Life insurance and annuities with long-term care riders have far surpassed standalone LTC insurance policies in sales, with tens of millions of Americans aged 50 or older still lacking any coverage, according to LIMRA data.
Less than 7% of consumers over age 50 have LTC coverage, two experts from the industry research organization and its Secure Retirement Institute said in an analysis last week. Yet 52% of seniors 65 and older will need long-term services, according to the Department of Health and Human Services.
Standalone policies usually offer more robust benefits, but higher prices and carriers’ exits from the market over profitability concerns have cut sales by more than a half over the past five years, LIMRA says. Hybrid life policies and annuities have more than gobbled up the difference, with more than $4 billion in sales last year.

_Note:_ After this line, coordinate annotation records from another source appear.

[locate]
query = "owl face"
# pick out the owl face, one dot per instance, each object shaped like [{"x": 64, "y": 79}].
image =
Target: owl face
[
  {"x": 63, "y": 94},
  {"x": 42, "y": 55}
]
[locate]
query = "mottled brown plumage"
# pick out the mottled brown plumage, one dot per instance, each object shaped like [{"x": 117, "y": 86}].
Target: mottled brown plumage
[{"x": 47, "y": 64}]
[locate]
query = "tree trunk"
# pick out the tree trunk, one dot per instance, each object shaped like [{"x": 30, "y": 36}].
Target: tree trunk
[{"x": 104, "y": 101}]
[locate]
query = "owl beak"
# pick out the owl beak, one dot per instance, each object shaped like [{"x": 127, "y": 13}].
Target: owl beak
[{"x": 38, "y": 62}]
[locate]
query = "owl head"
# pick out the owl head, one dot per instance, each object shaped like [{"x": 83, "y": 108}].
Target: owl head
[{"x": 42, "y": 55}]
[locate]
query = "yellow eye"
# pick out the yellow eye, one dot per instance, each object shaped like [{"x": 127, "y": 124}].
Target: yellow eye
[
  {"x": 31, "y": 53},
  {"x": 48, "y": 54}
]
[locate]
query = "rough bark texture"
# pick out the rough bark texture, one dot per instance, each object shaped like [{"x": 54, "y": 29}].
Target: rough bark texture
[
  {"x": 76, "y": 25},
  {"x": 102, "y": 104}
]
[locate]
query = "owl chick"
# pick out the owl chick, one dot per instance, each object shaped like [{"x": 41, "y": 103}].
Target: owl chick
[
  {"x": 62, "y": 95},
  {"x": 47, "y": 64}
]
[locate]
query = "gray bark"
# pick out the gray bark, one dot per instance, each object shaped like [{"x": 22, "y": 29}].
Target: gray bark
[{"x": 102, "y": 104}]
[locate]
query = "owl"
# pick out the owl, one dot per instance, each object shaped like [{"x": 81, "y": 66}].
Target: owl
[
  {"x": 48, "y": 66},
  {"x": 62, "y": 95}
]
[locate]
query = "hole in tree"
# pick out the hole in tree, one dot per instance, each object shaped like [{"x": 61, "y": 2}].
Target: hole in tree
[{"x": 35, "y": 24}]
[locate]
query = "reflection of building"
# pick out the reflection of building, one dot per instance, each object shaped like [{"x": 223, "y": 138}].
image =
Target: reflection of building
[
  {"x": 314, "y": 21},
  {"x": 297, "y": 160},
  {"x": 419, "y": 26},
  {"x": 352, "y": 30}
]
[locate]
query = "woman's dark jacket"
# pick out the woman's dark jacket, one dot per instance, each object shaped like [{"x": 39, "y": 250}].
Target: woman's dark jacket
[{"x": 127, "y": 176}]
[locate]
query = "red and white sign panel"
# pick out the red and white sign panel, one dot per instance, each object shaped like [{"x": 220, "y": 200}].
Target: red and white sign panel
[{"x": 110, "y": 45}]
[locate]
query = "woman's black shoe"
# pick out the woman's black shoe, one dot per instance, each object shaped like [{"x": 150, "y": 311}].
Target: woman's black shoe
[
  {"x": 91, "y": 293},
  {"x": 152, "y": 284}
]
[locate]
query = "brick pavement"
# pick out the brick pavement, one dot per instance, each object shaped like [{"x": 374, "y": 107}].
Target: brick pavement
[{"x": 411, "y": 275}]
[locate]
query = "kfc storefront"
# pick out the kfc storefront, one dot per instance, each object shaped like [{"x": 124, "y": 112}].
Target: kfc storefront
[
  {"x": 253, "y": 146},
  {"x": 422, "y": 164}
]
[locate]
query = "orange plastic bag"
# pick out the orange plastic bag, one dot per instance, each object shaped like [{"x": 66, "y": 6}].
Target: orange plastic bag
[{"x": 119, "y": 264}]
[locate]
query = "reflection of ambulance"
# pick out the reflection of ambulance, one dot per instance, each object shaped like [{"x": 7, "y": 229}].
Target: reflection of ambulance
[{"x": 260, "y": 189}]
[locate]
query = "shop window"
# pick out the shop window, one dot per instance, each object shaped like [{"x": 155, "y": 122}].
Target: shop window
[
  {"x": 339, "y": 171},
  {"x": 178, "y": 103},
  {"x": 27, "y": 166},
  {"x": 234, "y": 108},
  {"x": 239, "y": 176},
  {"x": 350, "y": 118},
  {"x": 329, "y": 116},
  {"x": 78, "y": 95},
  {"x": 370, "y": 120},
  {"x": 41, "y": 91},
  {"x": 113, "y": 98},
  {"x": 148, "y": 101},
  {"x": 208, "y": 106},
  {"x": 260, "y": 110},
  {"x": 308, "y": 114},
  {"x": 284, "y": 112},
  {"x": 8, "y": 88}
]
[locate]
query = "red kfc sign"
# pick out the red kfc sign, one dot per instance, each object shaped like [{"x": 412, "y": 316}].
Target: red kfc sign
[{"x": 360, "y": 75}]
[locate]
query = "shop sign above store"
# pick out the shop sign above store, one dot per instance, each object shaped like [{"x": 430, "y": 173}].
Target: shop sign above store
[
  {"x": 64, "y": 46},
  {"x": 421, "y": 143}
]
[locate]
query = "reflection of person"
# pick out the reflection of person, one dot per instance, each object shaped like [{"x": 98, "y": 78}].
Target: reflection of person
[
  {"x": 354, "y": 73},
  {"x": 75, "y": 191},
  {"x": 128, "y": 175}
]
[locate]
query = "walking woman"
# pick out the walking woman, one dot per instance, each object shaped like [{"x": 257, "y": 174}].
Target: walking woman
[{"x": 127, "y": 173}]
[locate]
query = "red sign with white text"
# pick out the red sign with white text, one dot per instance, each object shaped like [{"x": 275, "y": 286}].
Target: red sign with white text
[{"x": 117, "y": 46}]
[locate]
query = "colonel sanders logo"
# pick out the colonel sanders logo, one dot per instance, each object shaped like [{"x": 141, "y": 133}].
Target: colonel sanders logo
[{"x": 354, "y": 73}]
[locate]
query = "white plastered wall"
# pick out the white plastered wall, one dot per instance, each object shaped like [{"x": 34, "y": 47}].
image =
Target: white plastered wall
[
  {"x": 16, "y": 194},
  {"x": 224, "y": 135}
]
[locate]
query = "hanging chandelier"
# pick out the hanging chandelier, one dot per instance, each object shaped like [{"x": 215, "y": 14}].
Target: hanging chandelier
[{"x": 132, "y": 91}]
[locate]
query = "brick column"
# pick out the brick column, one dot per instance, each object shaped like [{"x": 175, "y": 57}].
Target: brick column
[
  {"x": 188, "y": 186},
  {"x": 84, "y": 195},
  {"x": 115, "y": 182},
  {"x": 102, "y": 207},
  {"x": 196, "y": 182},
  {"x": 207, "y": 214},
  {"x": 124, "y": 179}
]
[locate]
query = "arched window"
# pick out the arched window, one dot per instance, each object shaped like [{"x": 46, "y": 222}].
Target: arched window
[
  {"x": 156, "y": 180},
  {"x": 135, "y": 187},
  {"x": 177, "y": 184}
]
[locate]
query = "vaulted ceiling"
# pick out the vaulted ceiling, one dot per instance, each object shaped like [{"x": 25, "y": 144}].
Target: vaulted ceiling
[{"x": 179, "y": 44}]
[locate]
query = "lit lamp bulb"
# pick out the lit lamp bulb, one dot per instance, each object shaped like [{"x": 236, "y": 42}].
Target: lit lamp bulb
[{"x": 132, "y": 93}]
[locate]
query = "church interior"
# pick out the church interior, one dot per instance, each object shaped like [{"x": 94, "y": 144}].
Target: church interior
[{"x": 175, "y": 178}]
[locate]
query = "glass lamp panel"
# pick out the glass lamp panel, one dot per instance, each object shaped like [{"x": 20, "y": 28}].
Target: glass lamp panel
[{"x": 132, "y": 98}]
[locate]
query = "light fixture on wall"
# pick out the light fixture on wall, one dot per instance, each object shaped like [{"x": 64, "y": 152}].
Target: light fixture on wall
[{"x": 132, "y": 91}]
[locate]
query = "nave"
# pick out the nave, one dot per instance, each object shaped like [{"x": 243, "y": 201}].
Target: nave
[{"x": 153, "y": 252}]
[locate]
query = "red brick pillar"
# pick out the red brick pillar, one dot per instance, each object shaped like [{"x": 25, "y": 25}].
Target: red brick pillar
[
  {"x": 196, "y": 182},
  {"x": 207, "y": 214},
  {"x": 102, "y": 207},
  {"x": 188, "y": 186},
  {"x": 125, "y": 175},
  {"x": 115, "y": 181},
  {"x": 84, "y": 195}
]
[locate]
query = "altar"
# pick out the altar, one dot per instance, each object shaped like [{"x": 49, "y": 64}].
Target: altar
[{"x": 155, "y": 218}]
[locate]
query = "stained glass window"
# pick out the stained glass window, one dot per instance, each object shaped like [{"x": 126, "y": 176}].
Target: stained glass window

The gap in coverage remains, though. By 2040, LIMRA predicts 82 million Americans will be retired. Fewer than 40 million people aged 65 or above had left the labor force in 2016, according to labor participation rates from the Bureau of Labor Statistics.
In light of the need and the demographics trends, clients and advisors aren’t discussing LTC enough, according to studies cited by HHS and private-sector experts on aging. Current sales fill some of the demand, but insurers will need to expand their offerings to tap the market, LIMRA says.
“A lot of the innovation in new life products has come from carriers that were already in the market. For annuity/LTC combination products, the market is a niche where only a handful of companies are actively offering products,” LIMRA researchers Todd Giesing and Elaine Tumicki wrote in an email.
“While sales have been on the rise, the number of carriers active in this market have declined slightly over the past few years.”
LONG-TERM TRENDS IN LONG-TERM CARE
LIMRA has been tracking LTC insurance sales since the early ‘90s, when few combination or hybrid products had hit the market, according to the researchers. The organization started measuring hybrid sales in 2006, and 20 to 25 firms now offer life insurance policies with LTC or chronic illness benefits.
The number of hybrid life policies sold first eclipsed purchases of standalone LTC policies in 2015, and their total premiums last year of $3.6 billion were nearly 16 times those of standalone LTC insurance, LIMRA says. Hybrid annuity premiums outpaced standalone premiums in 2014.
Some six out of 10 consumers say they would consider such combination products, according to the researchers. The hybrids offer greater flexibility than standalone policies, although the products’ costs and benefits vary too much to compare their prices against each other, say Giesing and Tumicki.
“While we don’t expect to see a rise in individual LTCI sales soon, combination products are a great way to fill the gap the declining individual long-term care insurance sales has left, while still meeting at least a portion of consumers’ long-term care needs,” according to their analysis.